HyGCS - Hydro-Geochemical Classification Suite
A comprehensive Python toolkit for hysteresis analysis and geochemical phase classification in concentration-discharge (C-Q) relationships.
Version 0.5 (December 2025)
Overview
HyGCS provides tools for analyzing water quality dynamics in catchments, mine drainage systems, and environmental monitoring networks. The package integrates scientifically validated methods for:
Multi-method hysteresis analysis (HARP, Zuecco, Lloyd/Lawler)
CVc/CVq variability analysis (Musolff et al., 2015)
C-Q slope calculation (power-law exponents)
Geochemical phase classification (6-phase hierarchical system)
Comprehensive visualization tools
Key Features
1. Multi-Method Hysteresis Analysis
HARP (Roberts et al., 2023) - Empirical classification based on peak timing and loop geometry
Zuecco Index (Zuecco et al., 2016) - Integration-based index with 9-class classification
Lloyd/Lawler (Lloyd et al., 2016) - Percentile-based indices with symmetric range
2. Geochemical Phase Classification
Six-phase hierarchical system:
F (Flushing): Dilution-dominated, steep C decline during high Q
L (Loading): Enrichment, C increase before peak Q
C (Chemostatic): Buffered, low variability, flat C-Q slope
D (Dilution): Post-flush recovery, declining flow
R (Recession): Late cycle, low connectivity
V (Variable): Ambiguous/mixed patterns
3. Visualization
Phase sequence timelines
C-Q hysteresis loops with phase coloring
Diagnostic plots (CVc/CVq vs. C-Q slope)
Multi-compound comparison plots
Quick Start
Single Event Hysteresis Analysis:
import hygcs as gcs
import pandas as pd
# Load event data
data = pd.read_csv('event_data.csv')
# Calculate all hysteresis metrics
metrics = gcs.calculate_all_hysteresis_metrics(
data,
time_col='datetime',
discharge_col='Q',
concentration_col='C'
)
print(f"HARP Area: {metrics['harp_metrics']['area']:.4f}")

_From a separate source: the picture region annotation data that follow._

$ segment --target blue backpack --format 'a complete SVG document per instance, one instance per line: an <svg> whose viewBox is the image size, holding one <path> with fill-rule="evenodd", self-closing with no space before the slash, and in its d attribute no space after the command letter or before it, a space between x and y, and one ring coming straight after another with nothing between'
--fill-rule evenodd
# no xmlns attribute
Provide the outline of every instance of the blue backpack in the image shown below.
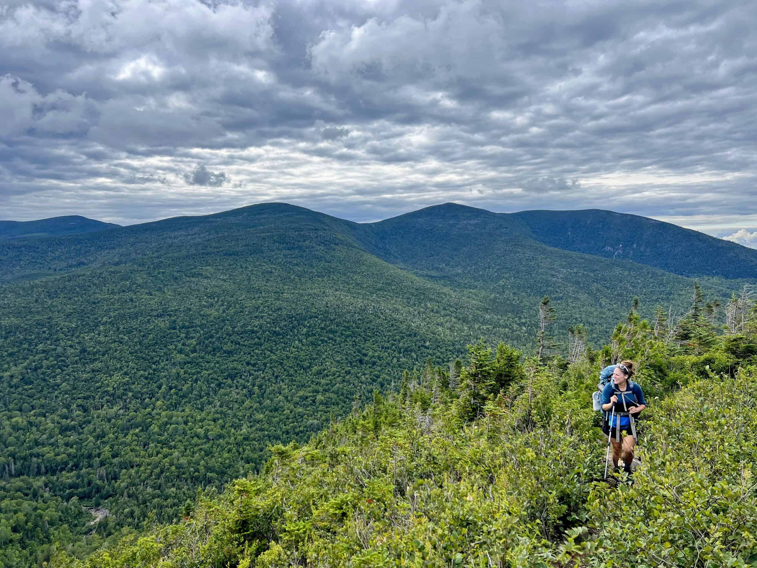
<svg viewBox="0 0 757 568"><path fill-rule="evenodd" d="M597 390L591 395L592 405L597 412L602 410L602 392L605 389L607 383L612 380L615 368L615 365L608 365L600 371L600 382L597 385Z"/></svg>
<svg viewBox="0 0 757 568"><path fill-rule="evenodd" d="M591 395L592 405L597 412L602 411L602 392L607 386L607 383L612 380L612 373L615 372L615 365L608 365L600 371L600 382L597 384L597 390ZM634 382L628 379L628 389L634 388ZM618 394L616 391L615 394Z"/></svg>

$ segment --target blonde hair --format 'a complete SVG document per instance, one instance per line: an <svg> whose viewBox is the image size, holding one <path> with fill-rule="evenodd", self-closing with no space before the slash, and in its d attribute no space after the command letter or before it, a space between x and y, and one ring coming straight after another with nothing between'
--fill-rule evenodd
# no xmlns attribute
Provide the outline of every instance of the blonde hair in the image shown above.
<svg viewBox="0 0 757 568"><path fill-rule="evenodd" d="M631 379L631 377L634 376L634 361L626 360L625 361L621 361L619 364L628 370L628 378ZM623 370L621 369L621 370Z"/></svg>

print(f"Zuecco h-index: {metrics['zuecco_metrics']['h_index']:.4f}")
print(f"Lloyd HInew: {metrics['lloyd_metrics']['mean_HInew']:.4f}")
Time Series Classification:
# Load monitoring time series
pcd = pd.read_csv('monitoring_data.csv')
pcd['date'] = pd.to_datetime(pcd['date'])

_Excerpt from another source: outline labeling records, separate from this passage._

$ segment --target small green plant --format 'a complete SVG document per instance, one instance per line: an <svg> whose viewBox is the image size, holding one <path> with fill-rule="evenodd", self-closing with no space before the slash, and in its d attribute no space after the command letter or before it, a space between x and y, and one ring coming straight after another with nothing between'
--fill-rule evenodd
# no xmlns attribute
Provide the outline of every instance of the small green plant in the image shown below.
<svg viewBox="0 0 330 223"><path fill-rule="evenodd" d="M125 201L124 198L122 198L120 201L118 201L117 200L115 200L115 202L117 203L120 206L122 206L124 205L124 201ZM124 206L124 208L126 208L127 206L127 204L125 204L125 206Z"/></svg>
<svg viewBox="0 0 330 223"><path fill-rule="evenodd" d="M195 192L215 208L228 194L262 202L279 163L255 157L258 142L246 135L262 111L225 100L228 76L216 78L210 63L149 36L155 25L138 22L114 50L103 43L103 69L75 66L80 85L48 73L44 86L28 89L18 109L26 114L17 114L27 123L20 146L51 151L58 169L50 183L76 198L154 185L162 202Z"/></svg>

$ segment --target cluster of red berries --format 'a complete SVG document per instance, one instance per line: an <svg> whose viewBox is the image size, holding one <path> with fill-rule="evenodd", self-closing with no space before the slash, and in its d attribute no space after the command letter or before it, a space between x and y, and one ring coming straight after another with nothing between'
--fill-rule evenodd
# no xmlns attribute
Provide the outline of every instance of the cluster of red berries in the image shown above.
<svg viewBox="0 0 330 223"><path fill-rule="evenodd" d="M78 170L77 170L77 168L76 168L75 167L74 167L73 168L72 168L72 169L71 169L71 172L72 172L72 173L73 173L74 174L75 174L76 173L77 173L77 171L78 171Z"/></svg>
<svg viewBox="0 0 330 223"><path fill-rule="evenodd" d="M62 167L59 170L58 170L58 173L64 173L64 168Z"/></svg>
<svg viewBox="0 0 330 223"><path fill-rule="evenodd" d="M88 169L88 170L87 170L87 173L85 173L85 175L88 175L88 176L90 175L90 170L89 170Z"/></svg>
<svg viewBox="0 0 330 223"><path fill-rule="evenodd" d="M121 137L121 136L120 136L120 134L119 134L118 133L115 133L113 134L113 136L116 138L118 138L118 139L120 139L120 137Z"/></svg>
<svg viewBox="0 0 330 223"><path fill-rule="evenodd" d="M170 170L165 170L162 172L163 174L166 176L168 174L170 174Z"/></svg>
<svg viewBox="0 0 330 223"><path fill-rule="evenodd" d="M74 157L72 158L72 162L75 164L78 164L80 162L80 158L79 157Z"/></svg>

# Run geochemical phase classification
classified = gcs.classify_geochemical_phase(
pcd,
sites=['Site1', 'Site2'],
ccol='PLI',
qcol='Q_mLs',
use_highres=False
)
# Visualize results
fig = gcs.create_phase_sequence_plot(classified, sites=['Site1'])
fig.show()
Documentation Contents
Scientific Background
Hysteresis Methods
- HARP (Roberts et al., 2023)
Hysteresis Analysis of Rising and falling Peaks - Empirical classification based on peak timing and residuals.
- Zuecco Index (Zuecco et al., 2016)
Integration-based hysteresis index with 9-class classification system.
- Lloyd/Lawler Methods (Lloyd et al., 2016; Lawler et al., 2006)
Percentile-based approach. HInew (difference method) recommended for standard comparisons.
CVc/CVq Framework
Musolff et al. (2015) - Coefficient of variation approach:
CVc/CVq > 1: Chemodynamic (variable C behavior)
CVc/CVq < 1: Chemostatic (buffered C behavior)
C-Q Relationships
Thompson et al. (2011) - C-Q slope interpretation:
b > 0: Dilution/flushing patterns
b < 0: Enrichment/loading patterns
b ≈ 0: Chemostatic buffering
Critical Perspective
Knapp & Musolff (2024) - Critical assessment emphasizing multi-method validation and contextual interpretation.
License
CC-BY 4.0 - Creative Commons Attribution 4.0 International License
You are free to share and adapt this work with appropriate attribution.